# Benzing Pidex problem



## luckyloft (Oct 21, 2006)

Anybody ever get a index out of date error on their Pidex program?We have used ours for several years and all of a sudden it gives us this error and we cant use the program.We also get a general communication error.This has caused alot of problems. Thanks Jeff


----------



## tick and twitch (Sep 26, 2012)

*pc com*

Did you have a clock hooked to the club unit in pc com


----------



## luckyloft (Oct 21, 2006)

Yes, but even when you try to insert a bird all we get is that error.we cant make any changes to chip rings or load any birds.what I dont understand is we have used the program for 3 years and had no problems.Then all of a sudden it will not work.I guess we are going to have to reload the disk. Jeff


----------



## tick and twitch (Sep 26, 2012)

*?*

I think you have to couple the birds with the clock unhooked and then download the list to the clock.


----------



## luckyloft (Oct 21, 2006)

we cant even get to that point, when we open the program we get the error. Jeff


----------



## gregnier (Aug 5, 2021)

luckyloft said:


> Yes, but even when you try to insert a bird all we get is that error.we cant make any changes to chip rings or load any birds.what I dont understand is we have used the program for 3 years and had no problems.Then all of a sudden it will not work.I guess we are going to have to reload the disk. Jeff


Did you forget to clear out old races from your clock?


----------



## gary spain (8 mo ago)

luckyloft said:


> Anybody ever get a index out of date error on their Pidex program?We have used ours for several years and all of a sudden it gives us this error and we cant use the program.We also get a general communication error.This has caused alot of problems. Thanks Jeff


 this might not be what yoyu need but i am also using pidex need help but you might need to download the latest version if you save your data to files then remove the ap then resinstall latest version from benzing site what i need help with is start to finish a race how do i start one and finish just using pidex i cannot afford ewinspeed or are there some other ways to do it please help


----------



## Flapdoodle (Nov 8, 2009)

gary spain said:


> this might not be what yoyu need but i am also using pidex need help but you might need to download the latest version if you save your data to files then remove the ap then resinstall latest version from benzing site what i need help with is start to finish a race how do i start one and finish just using pidex i cannot afford ewinspeed or are there some other ways to do it please help


Hi Gary, Just a heads up this question is from 2013. luckloft the guy who asked the question has not logged in since 2016. I am not familiar with pidex or I would try to help.

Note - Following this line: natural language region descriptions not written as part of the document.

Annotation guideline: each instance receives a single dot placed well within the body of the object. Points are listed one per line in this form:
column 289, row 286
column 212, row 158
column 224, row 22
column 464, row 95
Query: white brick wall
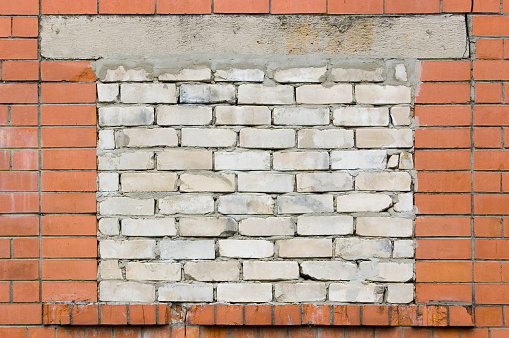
column 249, row 184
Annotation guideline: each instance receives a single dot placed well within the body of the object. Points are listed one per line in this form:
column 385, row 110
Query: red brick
column 25, row 27
column 69, row 7
column 241, row 6
column 18, row 49
column 69, row 270
column 487, row 182
column 69, row 159
column 488, row 226
column 142, row 314
column 69, row 291
column 426, row 293
column 486, row 6
column 375, row 315
column 355, row 7
column 412, row 6
column 24, row 116
column 443, row 181
column 85, row 315
column 346, row 315
column 18, row 93
column 444, row 93
column 442, row 115
column 491, row 160
column 19, row 202
column 68, row 93
column 488, row 92
column 442, row 138
column 18, row 137
column 25, row 292
column 298, row 6
column 68, row 137
column 60, row 203
column 492, row 249
column 18, row 181
column 445, row 71
column 491, row 294
column 73, row 71
column 287, row 315
column 489, row 49
column 487, row 137
column 435, row 204
column 443, row 249
column 487, row 272
column 19, row 7
column 258, row 314
column 82, row 247
column 20, row 70
column 131, row 7
column 68, row 115
column 68, row 225
column 442, row 160
column 19, row 226
column 25, row 160
column 491, row 204
column 491, row 115
column 316, row 314
column 491, row 25
column 19, row 270
column 486, row 70
column 180, row 7
column 443, row 272
column 25, row 247
column 456, row 6
column 229, row 315
column 24, row 314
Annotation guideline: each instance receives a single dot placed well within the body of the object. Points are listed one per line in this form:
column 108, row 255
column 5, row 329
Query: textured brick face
column 264, row 184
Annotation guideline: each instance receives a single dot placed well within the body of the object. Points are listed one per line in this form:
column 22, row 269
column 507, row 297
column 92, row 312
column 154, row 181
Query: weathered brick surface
column 210, row 184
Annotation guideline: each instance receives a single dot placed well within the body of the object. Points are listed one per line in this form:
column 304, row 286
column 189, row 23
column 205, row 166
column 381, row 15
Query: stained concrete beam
column 223, row 36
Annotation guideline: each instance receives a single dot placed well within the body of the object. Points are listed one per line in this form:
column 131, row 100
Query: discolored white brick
column 139, row 182
column 301, row 116
column 183, row 115
column 180, row 249
column 207, row 93
column 242, row 160
column 327, row 138
column 300, row 247
column 207, row 181
column 324, row 225
column 303, row 204
column 148, row 93
column 212, row 271
column 186, row 204
column 267, row 138
column 317, row 94
column 269, row 226
column 321, row 182
column 260, row 94
column 245, row 116
column 260, row 270
column 236, row 248
column 300, row 292
column 301, row 160
column 207, row 226
column 153, row 227
column 361, row 202
column 183, row 159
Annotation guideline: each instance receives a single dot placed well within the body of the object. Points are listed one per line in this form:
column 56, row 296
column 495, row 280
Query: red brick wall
column 48, row 247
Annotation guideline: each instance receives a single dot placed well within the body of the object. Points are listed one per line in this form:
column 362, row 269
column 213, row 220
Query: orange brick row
column 258, row 6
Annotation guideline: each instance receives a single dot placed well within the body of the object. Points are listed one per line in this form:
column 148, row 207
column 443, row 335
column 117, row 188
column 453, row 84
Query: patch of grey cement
column 223, row 36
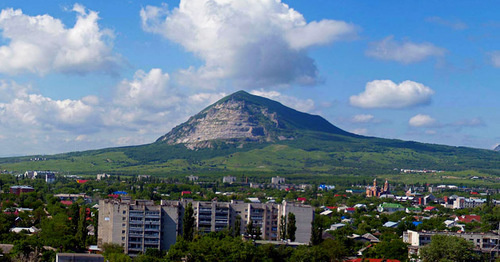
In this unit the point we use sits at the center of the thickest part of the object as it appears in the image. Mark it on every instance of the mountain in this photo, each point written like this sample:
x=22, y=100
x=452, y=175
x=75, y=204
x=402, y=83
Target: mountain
x=241, y=118
x=247, y=134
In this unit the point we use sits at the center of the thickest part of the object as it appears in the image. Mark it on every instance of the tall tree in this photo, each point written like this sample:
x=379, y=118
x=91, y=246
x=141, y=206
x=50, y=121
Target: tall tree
x=317, y=229
x=81, y=233
x=291, y=227
x=188, y=223
x=250, y=229
x=448, y=248
x=282, y=227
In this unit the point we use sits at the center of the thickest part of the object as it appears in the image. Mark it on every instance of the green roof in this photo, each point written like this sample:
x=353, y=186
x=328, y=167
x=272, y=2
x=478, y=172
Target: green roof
x=391, y=205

All the best!


----------



## gary spain (8 mo ago)

CHEERS MATE I HAVE BEEN IN TOUCH WITH THE RPRA IN UKL PIDEX YOU CAN ONLY BASKET THE BIRDS YOU CANNOT PRNT OUT RACES OR FINISH THEM . NOW WSAYING THAT ITS STUPID TO HAVE A PROGRAM FROM BENZING TO OPNLY BE ABLE TO BASKET THEM AND NOT FINISH A RACE WHATS ALL THAT ABOUT . SPAIN WANTED 200 TO 300 EUROS FOR IONE PROGRAME FOR ONE YEAR GREEDY GREEDY GREEDY MEN


----------